Bell was asked about the July 23, 1985, incident in the Jays-Red Sox game, in a 2018 interview with Mark Hebscher. Bell told Hebscher that it was, “a long story,” dating back to when Kison pitched for the Angels and apparently didn’t like Damaso Garcia and Lloyd Moseby, “I don’t think he liked too many people when he was pitching.” From his golf cart interview position in 1985 Bell went on to explain that with Boston Kison had thrown at Alfredo Griffin and Damaso Garcia. The only issue being Alfredo Griffin had never faced Kison when he was pitching with Boston.
But hey, thirty-three year-old memories and all that.
If you’re looking for how George Bell ended up charging the mound and throwing a surprising sideways karate kick at Kison in 1985 though, Kison’s last two starts, including one against the Jays, would be a good place to start. Kison had gotten off to a remarkable start to 1985 with a 3-1 record accompanied by a 2.02 ERA through June 8th. On June 13th though Kison faced the Jays and gave up 10 hits, 6 earned runs, in four and two-thirds innings. In Detroit on June 18th he surrendered 12 hits and 6 earned runs through five and a third innings ballooning his ERA to 3.94.
On July 23rd, at Exhibitions Stadium, Kison started the game well, making tidy work of the Jays through the first five outs before he faced Ernie Whitt who would end up grounding out to second baseman Marty Barrett. Before Whitt grounded out however Kison had unleashed a fastball that sailed behind Whitt’s head thus reigniting the grudge the Jays apparently held towards him.

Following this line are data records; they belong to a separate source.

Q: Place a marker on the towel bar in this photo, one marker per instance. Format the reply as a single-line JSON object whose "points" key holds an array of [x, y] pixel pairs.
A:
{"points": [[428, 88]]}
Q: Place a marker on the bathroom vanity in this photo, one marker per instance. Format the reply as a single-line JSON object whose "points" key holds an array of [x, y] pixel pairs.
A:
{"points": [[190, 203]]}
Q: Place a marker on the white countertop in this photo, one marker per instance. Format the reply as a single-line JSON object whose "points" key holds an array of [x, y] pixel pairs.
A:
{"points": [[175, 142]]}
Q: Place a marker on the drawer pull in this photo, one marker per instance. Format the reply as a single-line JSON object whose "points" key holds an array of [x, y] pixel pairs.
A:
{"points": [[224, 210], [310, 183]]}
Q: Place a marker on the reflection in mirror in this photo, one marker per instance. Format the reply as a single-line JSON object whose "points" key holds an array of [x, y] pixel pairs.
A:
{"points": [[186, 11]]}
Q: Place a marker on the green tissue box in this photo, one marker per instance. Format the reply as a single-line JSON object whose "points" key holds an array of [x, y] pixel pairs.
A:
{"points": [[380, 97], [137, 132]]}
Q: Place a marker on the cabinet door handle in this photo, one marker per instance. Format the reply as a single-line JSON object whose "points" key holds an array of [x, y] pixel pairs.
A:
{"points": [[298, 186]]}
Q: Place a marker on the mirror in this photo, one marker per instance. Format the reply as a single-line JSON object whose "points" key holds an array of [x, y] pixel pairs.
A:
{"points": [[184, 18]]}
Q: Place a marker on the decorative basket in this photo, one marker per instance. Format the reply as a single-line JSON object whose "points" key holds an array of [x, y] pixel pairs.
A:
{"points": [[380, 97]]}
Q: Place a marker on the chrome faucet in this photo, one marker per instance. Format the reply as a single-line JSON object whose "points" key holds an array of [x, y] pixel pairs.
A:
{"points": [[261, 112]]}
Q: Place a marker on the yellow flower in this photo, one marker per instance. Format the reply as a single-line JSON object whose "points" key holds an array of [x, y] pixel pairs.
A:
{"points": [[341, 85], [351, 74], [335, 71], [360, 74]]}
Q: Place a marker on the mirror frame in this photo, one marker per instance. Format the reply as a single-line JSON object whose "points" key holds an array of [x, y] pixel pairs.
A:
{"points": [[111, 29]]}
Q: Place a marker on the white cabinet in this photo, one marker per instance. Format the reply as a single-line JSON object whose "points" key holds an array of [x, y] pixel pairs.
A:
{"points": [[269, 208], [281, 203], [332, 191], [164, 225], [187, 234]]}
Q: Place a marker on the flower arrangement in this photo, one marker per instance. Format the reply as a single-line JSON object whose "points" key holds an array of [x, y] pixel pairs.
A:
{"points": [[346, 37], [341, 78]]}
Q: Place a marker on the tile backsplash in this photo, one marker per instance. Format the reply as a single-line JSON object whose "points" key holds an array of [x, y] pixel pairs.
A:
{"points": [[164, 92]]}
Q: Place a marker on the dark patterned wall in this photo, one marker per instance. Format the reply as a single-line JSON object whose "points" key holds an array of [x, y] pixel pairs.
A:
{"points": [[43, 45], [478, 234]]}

In the third inning Tony Fernandez hit a triple that was followed by a Rance Mulliniks home run to make the score 2-0 Jays. Then came the fourth inning. Kison struck out Willie Upshaw to start things then faced Bell. Bell had flown out to centre in his previous at bat. In the game ten days earlier Bell was 1-4 off Kison with a single. So whatever animosity was lurking around it certainly wasn’t driven by Kison’s inability to get Bell out. So, whether it was frustration or simply bad execution that lead to Kison hitting Bell, in any event, he pegged him. Whether it was revenge for previous real or imagined wrongs, or rather simply the frustration of getting hit by a baseball travelling ninety-miles-an-hour- Bell, who had braced for the impact of the ball hitting his shoulder, dropped his bat, paused for a moment, then bolted for the mound where Kison stood, arms at his sides, completely still.
The sideways karate kick was a surprise though. Bell never paused his rumble to the mound, he simply straightened himself up on the run, leapt up in the air and kicked out his cleat so his spikes found Kison’s stomach. Bell then turned, threw a few punches at Red Sox catcher Rich Gedman who had been chasing him from home plate and finally he speedily back-pedalled towards a safer arrangement of predominately white sweaters.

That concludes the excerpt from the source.